En la estancia (así le decíamos) la actividad comenzaba más temprano de lo habitual, un poquito antes del amanecer, en ese momento que cabe en la expresión “oscuro todavía”. Yo me despertaba al sentir el movimiento de padrino y madrina, que arrancaban el día sin hacer barullo, más bien evitando hacer ruido, pero el susurrar entre ellos, el sonido de las zapatillas del tío Niftí acomodándose a sus pies, y el del jarro de metal vuelto a colocar en el plato sobre el cántaro de agua, me servían como un despertador suave, y como indicador de que la jornada estaba empezando.
Lo primero era el mate, que se tomaba en la esquina de uno de los corredores que rodeaban toda la casa, normalmente en la cabecera posterior, por donde se veía la salida del sol. Mientras clareaba, aparecía don Jasón e intercambiaba palabras con el tío Niftí, dando parte de tal o cual cosa, recibiendo instrucciones sobre tal o cual otra.
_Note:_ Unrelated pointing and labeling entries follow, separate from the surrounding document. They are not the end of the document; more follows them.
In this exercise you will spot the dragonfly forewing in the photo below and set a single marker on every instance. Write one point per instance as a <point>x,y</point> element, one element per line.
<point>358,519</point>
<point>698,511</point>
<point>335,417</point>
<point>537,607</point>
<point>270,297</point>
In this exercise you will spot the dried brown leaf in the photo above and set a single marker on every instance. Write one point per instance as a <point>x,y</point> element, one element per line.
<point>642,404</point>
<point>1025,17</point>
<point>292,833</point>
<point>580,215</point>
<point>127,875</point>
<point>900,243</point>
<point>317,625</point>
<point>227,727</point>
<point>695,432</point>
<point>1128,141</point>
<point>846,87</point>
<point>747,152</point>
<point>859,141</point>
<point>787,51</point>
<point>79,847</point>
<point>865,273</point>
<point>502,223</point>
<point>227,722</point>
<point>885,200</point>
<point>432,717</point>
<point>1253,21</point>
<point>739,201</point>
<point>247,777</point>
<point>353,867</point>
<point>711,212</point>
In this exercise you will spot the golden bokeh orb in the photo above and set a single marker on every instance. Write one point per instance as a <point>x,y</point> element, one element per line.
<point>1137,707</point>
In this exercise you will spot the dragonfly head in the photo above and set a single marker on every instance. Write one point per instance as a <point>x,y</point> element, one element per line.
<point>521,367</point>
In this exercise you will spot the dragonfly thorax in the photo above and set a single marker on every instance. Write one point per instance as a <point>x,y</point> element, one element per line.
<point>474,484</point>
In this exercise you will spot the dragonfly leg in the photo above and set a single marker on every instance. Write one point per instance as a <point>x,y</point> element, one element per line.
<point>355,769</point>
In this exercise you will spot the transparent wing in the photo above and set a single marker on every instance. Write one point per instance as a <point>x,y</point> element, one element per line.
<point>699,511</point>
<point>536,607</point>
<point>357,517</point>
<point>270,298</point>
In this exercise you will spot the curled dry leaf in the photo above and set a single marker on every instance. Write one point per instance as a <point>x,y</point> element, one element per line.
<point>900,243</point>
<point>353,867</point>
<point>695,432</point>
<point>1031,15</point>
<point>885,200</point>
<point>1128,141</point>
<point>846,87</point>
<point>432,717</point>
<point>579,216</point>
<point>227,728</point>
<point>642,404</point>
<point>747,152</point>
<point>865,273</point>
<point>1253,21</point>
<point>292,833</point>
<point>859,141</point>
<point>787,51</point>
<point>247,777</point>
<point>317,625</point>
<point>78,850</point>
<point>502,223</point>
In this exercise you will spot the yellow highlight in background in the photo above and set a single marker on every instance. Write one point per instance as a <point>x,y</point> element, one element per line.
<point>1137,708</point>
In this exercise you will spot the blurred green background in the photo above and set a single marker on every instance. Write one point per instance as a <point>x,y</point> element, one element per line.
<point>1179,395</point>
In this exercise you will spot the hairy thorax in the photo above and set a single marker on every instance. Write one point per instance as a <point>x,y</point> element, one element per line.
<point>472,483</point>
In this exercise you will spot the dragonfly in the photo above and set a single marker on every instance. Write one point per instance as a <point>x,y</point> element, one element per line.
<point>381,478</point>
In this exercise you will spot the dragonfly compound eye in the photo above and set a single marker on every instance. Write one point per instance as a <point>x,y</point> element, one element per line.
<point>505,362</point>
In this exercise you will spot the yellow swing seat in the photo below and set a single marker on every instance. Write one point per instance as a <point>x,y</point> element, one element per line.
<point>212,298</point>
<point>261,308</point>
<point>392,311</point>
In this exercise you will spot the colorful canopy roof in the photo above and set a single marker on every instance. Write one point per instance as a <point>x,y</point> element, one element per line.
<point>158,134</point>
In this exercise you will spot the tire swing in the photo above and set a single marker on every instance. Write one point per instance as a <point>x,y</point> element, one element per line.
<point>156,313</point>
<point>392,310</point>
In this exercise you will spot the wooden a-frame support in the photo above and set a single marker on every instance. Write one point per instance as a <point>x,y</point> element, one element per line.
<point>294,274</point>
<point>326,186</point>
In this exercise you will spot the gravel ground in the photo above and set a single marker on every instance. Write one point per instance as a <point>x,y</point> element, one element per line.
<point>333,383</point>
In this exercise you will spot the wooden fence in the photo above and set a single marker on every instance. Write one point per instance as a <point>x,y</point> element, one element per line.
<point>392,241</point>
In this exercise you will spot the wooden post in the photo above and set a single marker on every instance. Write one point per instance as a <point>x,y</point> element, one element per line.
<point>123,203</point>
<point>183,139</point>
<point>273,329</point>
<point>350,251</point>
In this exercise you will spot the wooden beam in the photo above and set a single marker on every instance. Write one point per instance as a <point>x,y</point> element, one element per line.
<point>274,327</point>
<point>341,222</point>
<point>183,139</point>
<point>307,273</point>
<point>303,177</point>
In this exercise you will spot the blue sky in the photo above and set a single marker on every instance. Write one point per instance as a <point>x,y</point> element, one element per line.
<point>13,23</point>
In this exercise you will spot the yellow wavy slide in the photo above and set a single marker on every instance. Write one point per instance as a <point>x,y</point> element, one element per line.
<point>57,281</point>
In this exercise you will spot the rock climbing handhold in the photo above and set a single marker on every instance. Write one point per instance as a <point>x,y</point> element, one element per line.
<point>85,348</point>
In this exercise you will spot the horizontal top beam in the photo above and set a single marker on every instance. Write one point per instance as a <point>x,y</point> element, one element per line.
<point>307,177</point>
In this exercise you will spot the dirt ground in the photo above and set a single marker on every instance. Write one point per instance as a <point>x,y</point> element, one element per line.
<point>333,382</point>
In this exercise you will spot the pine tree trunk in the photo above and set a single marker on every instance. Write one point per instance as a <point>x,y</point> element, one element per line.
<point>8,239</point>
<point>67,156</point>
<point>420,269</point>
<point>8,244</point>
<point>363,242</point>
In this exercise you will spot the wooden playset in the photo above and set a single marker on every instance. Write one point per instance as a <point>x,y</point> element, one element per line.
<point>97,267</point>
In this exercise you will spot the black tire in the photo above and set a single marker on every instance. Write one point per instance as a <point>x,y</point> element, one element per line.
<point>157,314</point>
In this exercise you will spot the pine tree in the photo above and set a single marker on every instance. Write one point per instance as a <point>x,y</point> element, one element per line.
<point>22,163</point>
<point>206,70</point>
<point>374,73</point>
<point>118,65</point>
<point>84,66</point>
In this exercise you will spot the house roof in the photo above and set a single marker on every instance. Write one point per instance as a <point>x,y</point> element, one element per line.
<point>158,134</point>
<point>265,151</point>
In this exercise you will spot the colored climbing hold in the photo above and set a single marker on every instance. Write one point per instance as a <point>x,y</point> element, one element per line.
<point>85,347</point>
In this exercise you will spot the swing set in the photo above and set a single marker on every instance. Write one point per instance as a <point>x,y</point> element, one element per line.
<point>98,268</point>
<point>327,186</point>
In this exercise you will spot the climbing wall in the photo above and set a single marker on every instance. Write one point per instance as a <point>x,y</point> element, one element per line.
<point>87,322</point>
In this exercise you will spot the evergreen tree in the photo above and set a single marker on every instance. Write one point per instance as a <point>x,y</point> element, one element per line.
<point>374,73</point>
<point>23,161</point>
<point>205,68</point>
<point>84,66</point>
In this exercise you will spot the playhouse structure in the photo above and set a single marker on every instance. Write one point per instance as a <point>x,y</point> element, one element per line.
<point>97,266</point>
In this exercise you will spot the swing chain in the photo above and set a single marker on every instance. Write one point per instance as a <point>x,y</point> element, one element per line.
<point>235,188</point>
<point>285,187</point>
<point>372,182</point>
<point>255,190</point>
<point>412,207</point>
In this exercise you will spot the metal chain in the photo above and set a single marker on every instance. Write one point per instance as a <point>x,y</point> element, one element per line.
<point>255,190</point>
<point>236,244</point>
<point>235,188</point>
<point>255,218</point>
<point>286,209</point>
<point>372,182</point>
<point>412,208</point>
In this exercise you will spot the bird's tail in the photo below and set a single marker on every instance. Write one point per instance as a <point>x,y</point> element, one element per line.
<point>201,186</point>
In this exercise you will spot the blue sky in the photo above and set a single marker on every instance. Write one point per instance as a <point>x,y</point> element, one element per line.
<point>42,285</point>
Abajo, en el llano, se veía a los animales que iban en fila, ordenaditos, directo para el arroyo a beber agua. “Lo primero que hacen es tomar agua”, decía padrino, de ahí que arrancábamos el día bebiendo un vaso de agua.
Mientras nosotros estábamos con el mate, ña Raimunda y parte de su prole estaban en el corral ordeñando a las lecheras, que era otra ciencia. Ahí, en el ordeñe, estaba prohibido el tema del alboroto; sí se podía hablar, incluso reírse, pero el quilombo estaba prohibido. La que ordeñaba era ña Raimunda, y la leche, caliente, olorosa, caía en una olla grandota, de la que Vitorio y demás se servían un poco con un jarro. Acabado el ordeñe se soltaban a los mamones, que se pegaban con furia a las tetas de sus viejas, entre enojados y famélicos, como reclamando casi.
Haciendo gala de su descomunal fuerza, la que llevaba la olla hasta el galpón era ña Raimunda. Ya en el galpón, parte de la leche la volcaba en otro recipiente, lo llevaba hasta la casa y se lo entregaba a madrina, quien la ponía a hervir para luego servirla sobre la mesa del comedor y avisar que ya estaba el desayuno. Entonces dejábamos el mate y nos íbamos hasta la mesa, donde podías mezclar la leche con café o con cocido, y acompañar con coquito o con palito. Convenía cargar bien el tanque porque hasta el almuerzo no volvías a comer.
Cuando terminábamos de desayunar el sol ya estaba alto, y parecía que ya había pasado mucho tiempo desde que te despertaste, pero el pasto todavía estaba mojado por el rocío y no habían soltado aún a los animales. Soltar a los animales era la diversión inicial (que venía en modo vaca, modo oveja y modo cabra) y la principal dificultad, para mí al menos, era que el Fordward no tenía agarre con el pasto, de manera que correr hasta el corral implicaba caerse un par de veces, mínimo. Esta dificultad, o más bien limitación, después la resolvería padrino con una frase.